Problème. Imaginé par Bercy, l’idée de faire du FESF une banque est très mal vue par les Allemands. Pour la Chancelière, autoriser le fonds européen à disposer des liquidités de la BCE, revient à contourner les traités qui interdisent explicitement à la Banque centrale de financer les États. Ainsi, le plan français aurait été une manière détournée de monétiser les dettes publiques… Ce qui, dans l’orthodoxie économique conduit immanquablement à une poussée inflationniste et au laxisme budgétaire. Mi-octobre, la question était tranchée : La France devait accepter la volonté allemande et le FESF n’aurait pas le droit à sa licence bancaire.

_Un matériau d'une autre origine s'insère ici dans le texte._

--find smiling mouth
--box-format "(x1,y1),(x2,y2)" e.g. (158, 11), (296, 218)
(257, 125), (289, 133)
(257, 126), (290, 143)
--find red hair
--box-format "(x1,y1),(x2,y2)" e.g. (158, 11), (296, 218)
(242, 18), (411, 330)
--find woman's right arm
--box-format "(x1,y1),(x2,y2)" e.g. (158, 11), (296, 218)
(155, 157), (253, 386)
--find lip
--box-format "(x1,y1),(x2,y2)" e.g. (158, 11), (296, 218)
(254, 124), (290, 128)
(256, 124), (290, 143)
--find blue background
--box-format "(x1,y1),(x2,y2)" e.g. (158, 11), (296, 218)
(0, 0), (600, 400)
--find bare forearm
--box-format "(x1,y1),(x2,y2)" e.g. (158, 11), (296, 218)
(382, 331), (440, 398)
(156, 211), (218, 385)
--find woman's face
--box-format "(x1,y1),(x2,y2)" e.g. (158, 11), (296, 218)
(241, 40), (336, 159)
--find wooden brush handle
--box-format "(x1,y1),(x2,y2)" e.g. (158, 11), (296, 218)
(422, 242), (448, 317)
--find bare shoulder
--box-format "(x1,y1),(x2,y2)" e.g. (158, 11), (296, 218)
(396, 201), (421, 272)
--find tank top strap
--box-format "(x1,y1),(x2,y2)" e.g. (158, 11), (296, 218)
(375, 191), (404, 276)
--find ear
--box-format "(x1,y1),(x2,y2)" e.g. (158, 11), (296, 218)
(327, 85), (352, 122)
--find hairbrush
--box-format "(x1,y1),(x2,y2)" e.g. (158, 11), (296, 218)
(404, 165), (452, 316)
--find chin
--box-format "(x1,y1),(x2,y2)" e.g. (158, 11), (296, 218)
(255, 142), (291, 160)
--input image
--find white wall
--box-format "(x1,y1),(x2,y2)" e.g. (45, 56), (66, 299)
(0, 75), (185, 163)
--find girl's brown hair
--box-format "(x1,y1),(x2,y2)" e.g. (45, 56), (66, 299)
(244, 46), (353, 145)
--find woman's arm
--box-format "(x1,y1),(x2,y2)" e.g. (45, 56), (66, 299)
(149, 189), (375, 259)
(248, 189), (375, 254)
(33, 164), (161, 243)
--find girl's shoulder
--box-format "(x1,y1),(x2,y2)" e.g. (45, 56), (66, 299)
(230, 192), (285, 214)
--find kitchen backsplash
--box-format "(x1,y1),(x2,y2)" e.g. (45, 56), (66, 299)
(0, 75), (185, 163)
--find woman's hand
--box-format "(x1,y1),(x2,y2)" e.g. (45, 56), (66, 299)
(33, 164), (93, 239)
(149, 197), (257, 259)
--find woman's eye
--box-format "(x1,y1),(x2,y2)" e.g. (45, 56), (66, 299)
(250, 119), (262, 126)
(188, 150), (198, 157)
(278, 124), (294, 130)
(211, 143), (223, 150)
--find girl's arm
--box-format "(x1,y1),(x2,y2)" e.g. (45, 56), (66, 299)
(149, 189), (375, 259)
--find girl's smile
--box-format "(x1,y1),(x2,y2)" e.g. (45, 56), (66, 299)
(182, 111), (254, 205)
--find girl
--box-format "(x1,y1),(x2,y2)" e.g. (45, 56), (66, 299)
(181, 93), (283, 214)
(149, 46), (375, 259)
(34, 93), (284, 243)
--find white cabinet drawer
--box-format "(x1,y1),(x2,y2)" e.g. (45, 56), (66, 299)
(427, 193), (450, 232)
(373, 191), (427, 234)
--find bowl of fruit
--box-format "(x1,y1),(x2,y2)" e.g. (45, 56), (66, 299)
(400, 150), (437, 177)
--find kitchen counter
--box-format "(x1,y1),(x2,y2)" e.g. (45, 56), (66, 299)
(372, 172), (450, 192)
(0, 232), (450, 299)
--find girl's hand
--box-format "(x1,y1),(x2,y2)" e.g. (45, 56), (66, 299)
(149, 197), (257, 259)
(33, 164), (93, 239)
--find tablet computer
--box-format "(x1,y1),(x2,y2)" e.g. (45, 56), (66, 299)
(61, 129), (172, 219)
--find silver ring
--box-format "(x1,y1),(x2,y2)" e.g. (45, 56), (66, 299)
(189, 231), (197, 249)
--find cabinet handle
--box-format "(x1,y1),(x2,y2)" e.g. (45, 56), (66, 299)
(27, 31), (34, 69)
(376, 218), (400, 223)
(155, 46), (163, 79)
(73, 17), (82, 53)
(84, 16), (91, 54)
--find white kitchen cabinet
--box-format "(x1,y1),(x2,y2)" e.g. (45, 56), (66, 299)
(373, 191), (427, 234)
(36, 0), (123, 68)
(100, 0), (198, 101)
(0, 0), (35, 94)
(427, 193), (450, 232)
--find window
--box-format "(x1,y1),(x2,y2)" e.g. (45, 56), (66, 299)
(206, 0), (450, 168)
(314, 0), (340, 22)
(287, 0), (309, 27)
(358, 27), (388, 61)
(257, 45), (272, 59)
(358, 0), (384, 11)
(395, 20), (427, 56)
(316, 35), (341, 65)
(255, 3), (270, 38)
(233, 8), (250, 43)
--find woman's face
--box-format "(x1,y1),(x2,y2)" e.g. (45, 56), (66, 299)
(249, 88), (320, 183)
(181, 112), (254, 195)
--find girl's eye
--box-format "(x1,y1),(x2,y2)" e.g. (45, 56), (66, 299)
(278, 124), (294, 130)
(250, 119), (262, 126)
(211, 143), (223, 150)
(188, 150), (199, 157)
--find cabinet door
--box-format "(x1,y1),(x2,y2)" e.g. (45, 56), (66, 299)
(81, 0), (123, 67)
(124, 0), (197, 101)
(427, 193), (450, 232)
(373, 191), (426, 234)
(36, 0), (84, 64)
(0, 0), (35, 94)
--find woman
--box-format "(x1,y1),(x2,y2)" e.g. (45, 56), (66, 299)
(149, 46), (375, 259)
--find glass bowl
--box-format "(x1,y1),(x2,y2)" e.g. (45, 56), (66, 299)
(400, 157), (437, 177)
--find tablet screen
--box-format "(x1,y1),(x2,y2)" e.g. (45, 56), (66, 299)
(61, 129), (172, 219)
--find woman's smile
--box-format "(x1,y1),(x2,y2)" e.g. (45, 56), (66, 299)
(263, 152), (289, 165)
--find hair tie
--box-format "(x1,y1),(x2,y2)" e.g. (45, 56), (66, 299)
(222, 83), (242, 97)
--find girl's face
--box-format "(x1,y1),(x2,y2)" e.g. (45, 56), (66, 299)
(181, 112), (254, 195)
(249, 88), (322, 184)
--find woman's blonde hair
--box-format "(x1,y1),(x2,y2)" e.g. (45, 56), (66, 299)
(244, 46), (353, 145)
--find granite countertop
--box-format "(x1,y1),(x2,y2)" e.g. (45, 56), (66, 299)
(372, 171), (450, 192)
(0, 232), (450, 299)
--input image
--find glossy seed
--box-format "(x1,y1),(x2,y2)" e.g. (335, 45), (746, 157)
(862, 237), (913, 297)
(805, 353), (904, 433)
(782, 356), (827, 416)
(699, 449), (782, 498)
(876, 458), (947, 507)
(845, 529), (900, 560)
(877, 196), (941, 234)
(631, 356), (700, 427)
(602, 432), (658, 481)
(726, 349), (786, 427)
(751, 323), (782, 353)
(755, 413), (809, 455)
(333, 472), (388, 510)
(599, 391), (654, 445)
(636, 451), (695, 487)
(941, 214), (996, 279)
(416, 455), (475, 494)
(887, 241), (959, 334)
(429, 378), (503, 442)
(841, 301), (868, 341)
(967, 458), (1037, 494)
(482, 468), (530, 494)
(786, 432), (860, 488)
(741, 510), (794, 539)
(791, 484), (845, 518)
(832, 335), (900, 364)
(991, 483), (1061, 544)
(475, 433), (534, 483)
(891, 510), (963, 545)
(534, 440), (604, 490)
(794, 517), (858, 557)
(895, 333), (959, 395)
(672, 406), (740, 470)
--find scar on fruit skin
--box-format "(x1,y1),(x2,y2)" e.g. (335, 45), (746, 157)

Pour conclure un accord européen avant le G20 de Cannes, il a donc fallu inventer en urgence un nouveau mécanisme de levier qui ne soit pas fondé sur l’emprunt. La solution passa par un changement de logique. Au lieu de raisonner comme une banque, il fallait raisonner comme une assurance. Les compagnies d’assurance aussi bénéficient d’une sorte de levier. Imaginons un assureur automobile : la valeur du parc automobile qu’il assure est gigantesque. Cependant, si tous les jours il y a des accidents, il y a très peu de chances pour que toutes les automobiles qu’il assure connaissent un accident le même jour. Autrement dit, inutile de garder 5 milliard d’euros de réserve pour assurer un parc automobile d’une valeur de 5 milliards. Cette logique fonctionne également en finance. Le rehaussement de crédit consiste à garantir la solvabilité de nombreux emprunteurs en s’appuyant sur une réserve d’argent inférieure à la somme que l’on garantit. Comme pour l’assureur automobile, à partir du moment où tous les emprunteurs ne font pas défaut en même temps, 250 milliards d’euros suffisent largement à garantir un montant de dettes égale à 1000 milliards d’euros.
C’est ce mécanisme de rehaussement de crédit qui a permis l’accord européen du 27 octobre. Devant Jean-Pierre Pernaud, Nicolas Sarkozy pouvait ainsi parler de la « garantie » qu’apporte la France aux pays en difficulté. Bon pédagogue, mais mauvais assureur, le Président pensait sans doute sincèrement que ce qui fonctionnait pour l’automobile et pour les assureurs de créances fonctionnerait aussi pour la crise européenne. Or, ce n’est justement pas le cas : si l’Italie et ses 1900 milliards d’euros de dette publique devait faire défaut il est clair que ce ne sont pas les réserves du FESF qui vont rassurer les investisseurs. Par ailleurs, tous les pays fragiles connaissant des difficultés en même temps, on peut parier que si un effondrement arrive, il sera mécaniquement global. Pour les acheteurs d’obligations européennes, assurance ou non, le problème reste entier : soit les pays remboursent intégralement leur dette et le FESF n’aura rien à assurer du tout ; soit ils font défaut les uns après les autres, la zone euro éclate, et les 250 milliards mis en réserve ne seront de toute façon pas suffisants pour garantir quoi que ce soit de sérieux.
Pour les banques à qui l’on demande de bien vouloir acheter des obligations italiennes, le cas de la Grèce est exemplaire. Il prouve que les européens sont prêts à envisager la disparition d’une partie de la dette de l’un d’entre eux à leur seul détriment. Dans ce contexte, cette laborieuse réforme du FESF, conclue sur fond de mésentente franco-allemande, qui techniquement ne règle rien, a peu de chance d’être considérée autrement que comme une farce tragique, (comme le signale Paul Krugman).